A&S in the News- May 21-27, 2016

  1. Learning English can bring academic success
    Tuscaloosa News – May 22
    For some students, walking into a classroom for the first time is also the first time they are brought into American culture. Six years ago, Danica Gutierrez left Puerto Vallarta, Mexico, with her family to come to the United States. She neither spoke nor read English at the time. After a couple of months, she began to slowly grasp the language, but her arrival in Tuscaloosa marked a turning point for her … Rafael Alvarez, a professor at the University of Alabama, has provided translation assistance to the school since 2008, doing everything from taking phone calls from parents to translating certain assignments for the students to take back home. “When I first came here to the U.S. 22 years ago, it was really hard for me to adjust to a new language and culture,” Alvarez said. “I guess it’s just a way to give back to the community.”
  2. Astronomer explores universe through remote-controlled telescope
    Phys.org – May 24

    Access by the astronomers at The University of Alabama to the Jacobus Kapteyn Telescope in the Canary Islands will benefit both research and students at UA. Dr. William Keel, UA professor of astronomy and astrophysics, represents UA on the managing board of a 12-institution consortium called the Southeastern Association for Research in Astronomy. He recently obtained some of the first data with the recently reopened Jacobus Kapteyn Telescope through SARA, which operates the telescope.
  3. An Archive of Fugitive Slave Ads Sheds New Light on Lost Histories
    Smithsonian – May 24
    For hundreds of years, some of the best sources of information about life under slavery in the United States came from autobiographies published by former slaves.
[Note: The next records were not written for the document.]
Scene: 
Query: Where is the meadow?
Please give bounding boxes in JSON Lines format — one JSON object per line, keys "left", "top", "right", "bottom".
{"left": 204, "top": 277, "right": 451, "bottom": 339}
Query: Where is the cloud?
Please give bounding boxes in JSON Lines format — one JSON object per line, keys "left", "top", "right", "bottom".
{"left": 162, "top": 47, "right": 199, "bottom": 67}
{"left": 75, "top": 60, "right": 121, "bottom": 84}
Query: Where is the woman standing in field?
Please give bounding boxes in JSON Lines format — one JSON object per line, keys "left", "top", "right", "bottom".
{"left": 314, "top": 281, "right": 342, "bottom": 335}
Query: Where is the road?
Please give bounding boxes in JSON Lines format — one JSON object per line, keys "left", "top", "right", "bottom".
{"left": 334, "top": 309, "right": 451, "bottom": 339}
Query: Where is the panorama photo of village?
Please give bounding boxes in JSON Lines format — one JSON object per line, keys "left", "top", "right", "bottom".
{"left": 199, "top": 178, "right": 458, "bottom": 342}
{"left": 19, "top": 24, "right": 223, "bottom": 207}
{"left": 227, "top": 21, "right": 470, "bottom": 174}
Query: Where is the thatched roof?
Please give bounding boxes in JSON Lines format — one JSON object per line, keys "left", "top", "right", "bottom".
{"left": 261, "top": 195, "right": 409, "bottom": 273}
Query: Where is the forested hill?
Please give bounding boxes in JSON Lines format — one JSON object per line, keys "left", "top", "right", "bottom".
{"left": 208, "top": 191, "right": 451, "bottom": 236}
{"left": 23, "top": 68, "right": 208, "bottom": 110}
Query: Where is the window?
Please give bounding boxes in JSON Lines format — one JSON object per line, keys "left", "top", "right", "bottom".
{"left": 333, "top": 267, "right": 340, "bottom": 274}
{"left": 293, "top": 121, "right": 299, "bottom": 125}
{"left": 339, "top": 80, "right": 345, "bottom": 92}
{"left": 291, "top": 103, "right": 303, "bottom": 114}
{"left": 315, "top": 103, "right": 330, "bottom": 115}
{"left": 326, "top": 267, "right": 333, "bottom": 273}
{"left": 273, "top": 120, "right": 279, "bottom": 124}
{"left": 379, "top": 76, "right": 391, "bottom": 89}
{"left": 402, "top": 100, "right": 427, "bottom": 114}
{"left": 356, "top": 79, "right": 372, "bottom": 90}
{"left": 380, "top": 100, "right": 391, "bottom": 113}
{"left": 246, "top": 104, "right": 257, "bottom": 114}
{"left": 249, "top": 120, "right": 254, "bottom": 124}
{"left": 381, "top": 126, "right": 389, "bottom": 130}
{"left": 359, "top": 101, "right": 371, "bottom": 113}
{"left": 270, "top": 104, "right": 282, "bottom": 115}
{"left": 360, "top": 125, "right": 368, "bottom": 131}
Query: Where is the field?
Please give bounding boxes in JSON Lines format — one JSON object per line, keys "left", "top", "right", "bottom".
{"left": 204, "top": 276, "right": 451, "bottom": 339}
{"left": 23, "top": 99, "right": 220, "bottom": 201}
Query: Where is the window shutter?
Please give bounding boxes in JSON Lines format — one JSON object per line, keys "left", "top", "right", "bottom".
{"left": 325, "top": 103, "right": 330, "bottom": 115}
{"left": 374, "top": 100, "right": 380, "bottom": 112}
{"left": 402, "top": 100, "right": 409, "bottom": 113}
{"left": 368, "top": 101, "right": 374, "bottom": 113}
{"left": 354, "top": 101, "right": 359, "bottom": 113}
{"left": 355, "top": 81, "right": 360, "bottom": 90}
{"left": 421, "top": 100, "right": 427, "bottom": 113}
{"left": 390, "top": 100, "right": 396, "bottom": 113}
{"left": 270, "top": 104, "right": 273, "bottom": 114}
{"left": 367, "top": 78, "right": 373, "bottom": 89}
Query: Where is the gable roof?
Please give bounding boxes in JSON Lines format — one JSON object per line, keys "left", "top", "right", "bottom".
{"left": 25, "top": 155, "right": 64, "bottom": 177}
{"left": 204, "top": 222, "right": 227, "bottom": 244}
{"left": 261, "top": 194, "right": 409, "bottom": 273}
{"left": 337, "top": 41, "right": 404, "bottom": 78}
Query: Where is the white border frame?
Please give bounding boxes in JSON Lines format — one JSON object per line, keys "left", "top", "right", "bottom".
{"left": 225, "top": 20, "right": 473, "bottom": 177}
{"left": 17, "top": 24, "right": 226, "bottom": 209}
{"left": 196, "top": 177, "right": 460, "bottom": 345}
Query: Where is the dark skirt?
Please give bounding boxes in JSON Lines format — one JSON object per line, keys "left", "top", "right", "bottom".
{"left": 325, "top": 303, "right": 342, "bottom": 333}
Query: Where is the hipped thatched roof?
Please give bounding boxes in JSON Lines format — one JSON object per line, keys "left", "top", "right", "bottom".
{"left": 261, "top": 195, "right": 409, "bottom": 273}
From Frederick Douglass to Solomon Northup, these narratives shed light on the horrors and atrocities suffered by millions of people with mundane regularity … They wanted to provide as much detail about their appearance, their life story, how they carried themselves, what they were wearing,” Joshua Rothman, a historian at the University of Alabama, tells Smithsonian.com. “Each one of these things is sort of a little biography.”